Only one task proved problematic. In Hide-and-Seek-V, as discussed, we were surprised by the speed of the responses with the unfortunate consequence that the testers’ reaction times were probably a non-negligible component in the scores. Slowing the search by using more distractors/shared features and/or reducing the duration of presentation could improve the task.

With the exception of the Hide-and-Seek-V, the factor analysis was consistent with the hypothesised separation of selective and sustained measures superimposed upon generally positive inter-test correlations. The relationships between TEA-Ch performance and the factor scores in older children in the sample were also consistent with this picture.

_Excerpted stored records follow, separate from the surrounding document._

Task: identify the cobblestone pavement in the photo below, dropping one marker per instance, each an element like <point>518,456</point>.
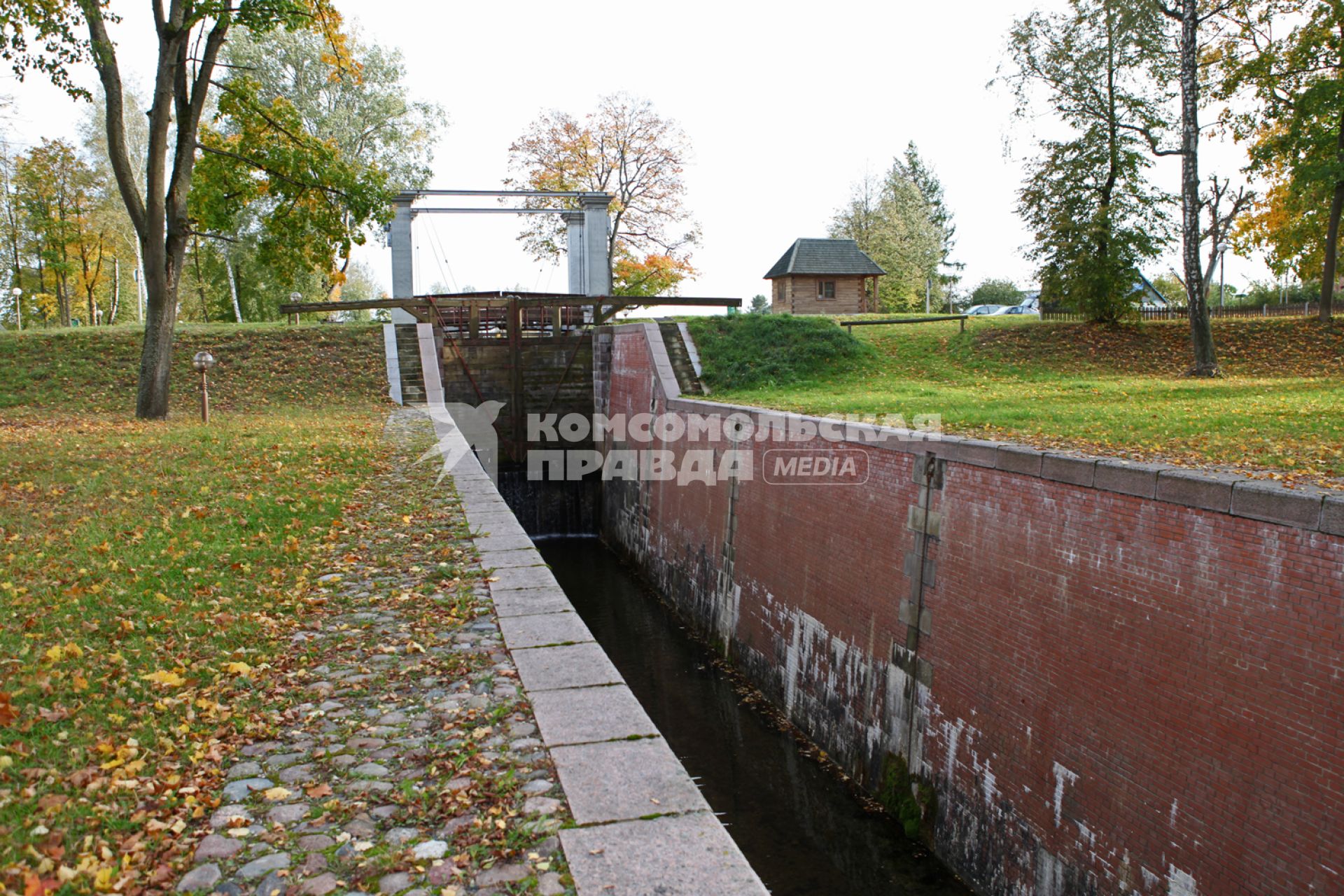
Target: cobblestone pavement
<point>402,755</point>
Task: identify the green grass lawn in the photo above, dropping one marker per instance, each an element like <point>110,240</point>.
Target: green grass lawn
<point>150,571</point>
<point>1280,405</point>
<point>81,370</point>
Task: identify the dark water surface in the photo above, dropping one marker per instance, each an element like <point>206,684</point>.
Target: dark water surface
<point>802,830</point>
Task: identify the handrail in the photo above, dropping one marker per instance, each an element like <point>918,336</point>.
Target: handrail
<point>907,320</point>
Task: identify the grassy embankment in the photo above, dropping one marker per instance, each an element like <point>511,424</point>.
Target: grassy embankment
<point>1278,407</point>
<point>151,571</point>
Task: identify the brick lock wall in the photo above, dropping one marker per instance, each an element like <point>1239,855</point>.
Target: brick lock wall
<point>1109,694</point>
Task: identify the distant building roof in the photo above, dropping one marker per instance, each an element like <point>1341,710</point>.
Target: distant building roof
<point>838,257</point>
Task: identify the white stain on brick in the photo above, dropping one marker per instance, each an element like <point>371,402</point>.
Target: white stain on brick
<point>1062,777</point>
<point>953,734</point>
<point>988,785</point>
<point>1179,883</point>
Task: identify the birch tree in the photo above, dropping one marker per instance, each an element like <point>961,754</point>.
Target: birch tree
<point>1287,58</point>
<point>1094,216</point>
<point>628,149</point>
<point>54,36</point>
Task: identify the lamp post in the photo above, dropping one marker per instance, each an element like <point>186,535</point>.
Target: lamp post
<point>1222,274</point>
<point>202,362</point>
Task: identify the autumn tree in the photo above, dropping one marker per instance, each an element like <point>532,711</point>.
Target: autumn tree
<point>52,36</point>
<point>1190,29</point>
<point>628,149</point>
<point>334,144</point>
<point>1094,216</point>
<point>55,190</point>
<point>901,222</point>
<point>1287,57</point>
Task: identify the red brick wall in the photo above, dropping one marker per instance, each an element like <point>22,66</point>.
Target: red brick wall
<point>1126,695</point>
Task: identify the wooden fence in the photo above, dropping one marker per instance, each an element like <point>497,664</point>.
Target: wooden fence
<point>1297,309</point>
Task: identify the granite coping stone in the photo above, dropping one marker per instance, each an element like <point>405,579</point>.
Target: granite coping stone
<point>531,577</point>
<point>526,602</point>
<point>1069,468</point>
<point>625,780</point>
<point>979,453</point>
<point>1128,477</point>
<point>590,715</point>
<point>527,631</point>
<point>503,543</point>
<point>1016,458</point>
<point>1199,489</point>
<point>527,556</point>
<point>577,665</point>
<point>673,856</point>
<point>1272,503</point>
<point>1332,514</point>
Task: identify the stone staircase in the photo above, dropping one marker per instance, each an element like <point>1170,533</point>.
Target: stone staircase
<point>409,362</point>
<point>686,377</point>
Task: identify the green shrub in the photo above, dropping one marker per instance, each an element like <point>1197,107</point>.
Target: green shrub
<point>748,351</point>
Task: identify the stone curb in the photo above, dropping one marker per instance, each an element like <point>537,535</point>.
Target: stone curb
<point>664,839</point>
<point>1231,493</point>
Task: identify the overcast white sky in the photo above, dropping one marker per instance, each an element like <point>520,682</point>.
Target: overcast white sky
<point>785,104</point>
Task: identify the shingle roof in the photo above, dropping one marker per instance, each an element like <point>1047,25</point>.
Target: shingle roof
<point>839,257</point>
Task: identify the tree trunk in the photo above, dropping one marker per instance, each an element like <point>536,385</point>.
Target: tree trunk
<point>1200,332</point>
<point>1332,235</point>
<point>140,285</point>
<point>233,288</point>
<point>201,282</point>
<point>1332,241</point>
<point>156,351</point>
<point>116,290</point>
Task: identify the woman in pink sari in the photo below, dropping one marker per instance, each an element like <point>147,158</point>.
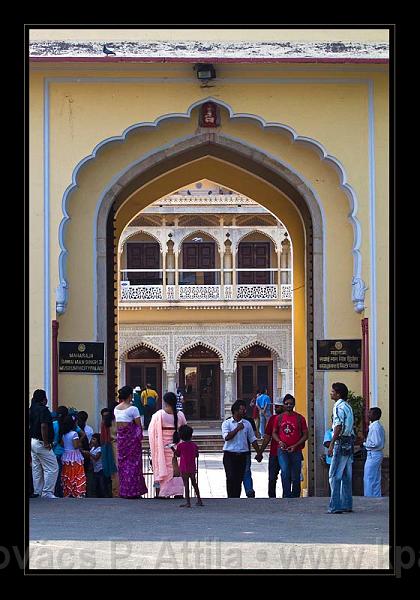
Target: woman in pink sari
<point>163,431</point>
<point>129,436</point>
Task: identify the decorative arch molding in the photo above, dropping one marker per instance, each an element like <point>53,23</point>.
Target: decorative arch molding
<point>125,350</point>
<point>196,343</point>
<point>124,238</point>
<point>282,363</point>
<point>255,230</point>
<point>178,245</point>
<point>358,285</point>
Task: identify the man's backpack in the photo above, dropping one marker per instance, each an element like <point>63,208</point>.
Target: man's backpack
<point>150,401</point>
<point>299,423</point>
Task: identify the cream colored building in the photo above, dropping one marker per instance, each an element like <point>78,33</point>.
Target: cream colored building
<point>301,134</point>
<point>206,248</point>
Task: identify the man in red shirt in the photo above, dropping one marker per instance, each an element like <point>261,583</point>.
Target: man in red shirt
<point>273,461</point>
<point>291,433</point>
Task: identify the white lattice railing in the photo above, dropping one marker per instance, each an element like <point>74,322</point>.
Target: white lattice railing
<point>141,293</point>
<point>257,292</point>
<point>199,292</point>
<point>228,292</point>
<point>285,291</point>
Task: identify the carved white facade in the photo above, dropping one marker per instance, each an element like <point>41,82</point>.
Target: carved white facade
<point>225,339</point>
<point>208,213</point>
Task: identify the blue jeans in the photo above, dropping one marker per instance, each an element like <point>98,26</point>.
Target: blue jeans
<point>372,474</point>
<point>58,491</point>
<point>340,476</point>
<point>273,473</point>
<point>263,422</point>
<point>290,467</point>
<point>247,480</point>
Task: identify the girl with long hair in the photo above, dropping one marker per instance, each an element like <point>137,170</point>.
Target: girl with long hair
<point>163,433</point>
<point>129,436</point>
<point>73,476</point>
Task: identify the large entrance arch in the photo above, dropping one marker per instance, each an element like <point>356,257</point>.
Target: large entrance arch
<point>274,186</point>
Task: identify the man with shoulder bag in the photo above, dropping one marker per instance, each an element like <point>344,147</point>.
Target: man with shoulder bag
<point>341,450</point>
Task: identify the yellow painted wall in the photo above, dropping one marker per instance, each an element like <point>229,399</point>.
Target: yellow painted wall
<point>82,114</point>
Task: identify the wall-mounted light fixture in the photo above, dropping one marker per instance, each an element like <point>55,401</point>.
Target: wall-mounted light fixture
<point>205,72</point>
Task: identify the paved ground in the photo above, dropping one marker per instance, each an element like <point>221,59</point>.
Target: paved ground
<point>243,533</point>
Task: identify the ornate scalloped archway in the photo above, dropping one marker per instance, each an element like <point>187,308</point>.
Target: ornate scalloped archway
<point>200,343</point>
<point>239,156</point>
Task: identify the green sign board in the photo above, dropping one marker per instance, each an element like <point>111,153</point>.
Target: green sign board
<point>339,355</point>
<point>81,357</point>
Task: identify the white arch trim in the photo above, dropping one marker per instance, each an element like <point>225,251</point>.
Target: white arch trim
<point>358,285</point>
<point>194,345</point>
<point>146,344</point>
<point>256,342</point>
<point>191,233</point>
<point>124,240</point>
<point>256,230</point>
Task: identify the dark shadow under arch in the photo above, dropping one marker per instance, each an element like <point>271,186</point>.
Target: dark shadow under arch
<point>257,164</point>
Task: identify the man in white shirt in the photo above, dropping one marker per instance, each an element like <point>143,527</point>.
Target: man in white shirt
<point>374,445</point>
<point>237,432</point>
<point>341,451</point>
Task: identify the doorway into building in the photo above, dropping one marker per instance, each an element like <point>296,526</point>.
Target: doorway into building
<point>144,366</point>
<point>199,379</point>
<point>255,371</point>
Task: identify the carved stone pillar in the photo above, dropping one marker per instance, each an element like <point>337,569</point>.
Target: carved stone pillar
<point>171,381</point>
<point>228,264</point>
<point>228,400</point>
<point>170,264</point>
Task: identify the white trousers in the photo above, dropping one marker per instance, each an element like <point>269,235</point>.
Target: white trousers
<point>44,469</point>
<point>372,473</point>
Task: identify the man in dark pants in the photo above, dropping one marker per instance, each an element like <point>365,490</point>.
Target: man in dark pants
<point>247,481</point>
<point>291,433</point>
<point>273,461</point>
<point>236,433</point>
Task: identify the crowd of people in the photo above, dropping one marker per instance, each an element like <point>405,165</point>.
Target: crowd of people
<point>70,460</point>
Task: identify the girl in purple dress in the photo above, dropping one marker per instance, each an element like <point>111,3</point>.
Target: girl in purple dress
<point>129,436</point>
<point>188,452</point>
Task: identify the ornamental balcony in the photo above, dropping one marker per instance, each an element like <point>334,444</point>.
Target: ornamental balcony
<point>146,287</point>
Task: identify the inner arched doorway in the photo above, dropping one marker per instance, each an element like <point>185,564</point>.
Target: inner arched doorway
<point>199,381</point>
<point>144,365</point>
<point>274,187</point>
<point>255,372</point>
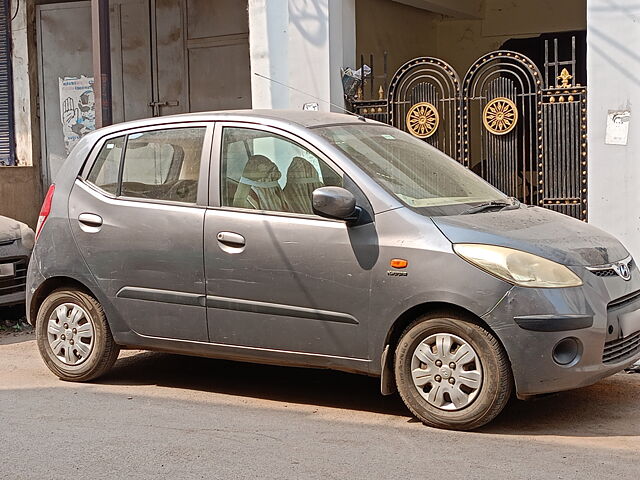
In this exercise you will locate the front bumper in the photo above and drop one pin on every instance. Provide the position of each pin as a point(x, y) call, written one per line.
point(532, 322)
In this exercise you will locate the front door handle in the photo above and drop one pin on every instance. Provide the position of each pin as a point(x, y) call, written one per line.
point(90, 222)
point(231, 239)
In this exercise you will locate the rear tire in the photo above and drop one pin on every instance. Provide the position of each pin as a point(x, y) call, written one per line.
point(452, 374)
point(73, 336)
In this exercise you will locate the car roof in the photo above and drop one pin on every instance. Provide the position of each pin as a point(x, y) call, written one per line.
point(299, 118)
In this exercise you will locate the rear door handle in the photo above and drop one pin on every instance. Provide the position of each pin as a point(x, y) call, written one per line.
point(90, 222)
point(231, 239)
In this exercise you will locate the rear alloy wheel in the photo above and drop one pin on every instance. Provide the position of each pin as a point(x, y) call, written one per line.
point(74, 337)
point(451, 373)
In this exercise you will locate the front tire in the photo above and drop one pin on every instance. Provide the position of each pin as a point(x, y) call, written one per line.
point(73, 336)
point(451, 373)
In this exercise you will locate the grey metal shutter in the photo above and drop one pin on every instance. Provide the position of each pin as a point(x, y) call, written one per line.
point(7, 149)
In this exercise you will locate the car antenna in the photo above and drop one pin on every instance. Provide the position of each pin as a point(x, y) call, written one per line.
point(359, 117)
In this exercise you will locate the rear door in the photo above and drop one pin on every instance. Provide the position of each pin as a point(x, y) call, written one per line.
point(278, 276)
point(137, 214)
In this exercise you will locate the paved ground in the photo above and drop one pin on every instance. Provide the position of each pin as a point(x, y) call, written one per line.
point(167, 416)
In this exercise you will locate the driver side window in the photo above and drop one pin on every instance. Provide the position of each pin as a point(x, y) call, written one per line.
point(265, 171)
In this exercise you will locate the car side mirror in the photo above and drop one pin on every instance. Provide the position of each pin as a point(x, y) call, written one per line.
point(335, 202)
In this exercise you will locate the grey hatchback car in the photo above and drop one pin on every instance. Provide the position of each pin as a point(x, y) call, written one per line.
point(329, 241)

Considering overlap and differences between selective and sustained attention, let us first consider a well worked through example of selection in the visual system [26]. Objects and locations can be viewed as competing for representation. Aspects of this competition can be seen at many levels of the system. In infero-temporal cortex, for example, increased representation of one object will be at the expense of another [27]. In parietal cortex, attention to one spatial location will favour processing of a stimulus subsequently presented there at the cost of others [28]. What wins the competition at any given time will be influenced by inherent characteristics of stimuli or location (e.g. salience, movement, biological significance, spatial cues) but also by task-set or intention. It is this goal-directed attention that instruments such as the TEA-Ch^J aim to measure – the efficiency with which an arbitrary instruction held in working memory (e.g. “find balloons”) influences competition to produce fast, correct detections. Desimone & Duncan’s [26] key insight was that such intentional selection cannot occur only at the end of visual processing because the representation of relevant targets may already have been extinguished by irrelevant but salient rivals. Rather, task-relevant signals must influence the affray at all competitive levels of the system.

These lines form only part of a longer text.